This repository contains an exploration of hotel reservation data, including Exploratory Data Analysis (EDA), clustering using KMeans, and predictive analysis utilizing various machine learning models.
This project explores hotel reservations data to extract insights and predict booking cancellations. The analysis includes data preprocessing, visualization, clustering, and predictive modeling techniques to enhance understanding and decision - making in the hospitality industry.
- EDA: Exploratory Data Analysis offers insights into the dataset, identifying trends, patterns, and relationships.

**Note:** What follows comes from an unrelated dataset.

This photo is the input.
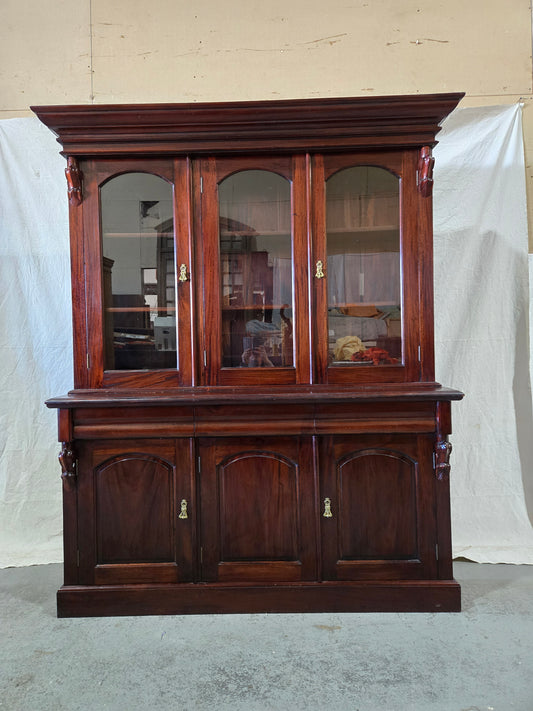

- Clustering Analysis: Implementation of KMeans clustering for segmentation and customer profiling.
- Predictive Analysis: Utilization of machine learning models (Logistic Regression, Naive Bayes, SVM, KNN, Decision Tree, Random Forest, XGBoost) to predict booking cancellations.
Prediction Model | Accuracy Score |
---|---|
Logistic Regression | 80.74% |
Naive Bayes | 44.27% |
SVM Linear Kernel | 80.29% |
SVM Polynomial Kernel | 82.66% |
SVM RBF Kernel | 83.85% |
KNN | 83.61% |
Decision Tree | 85.11% |
Random Forest | 90.07% |
XGBoost | 88.83% |
/data
: Contains the dataset used for analysis./notebooks
: Jupyter notebooks for EDA, clustering, and predictive modeling./visualizations
: Visual outputs generated from analysis./scripts
: Useful scripts for data preprocessing and model training.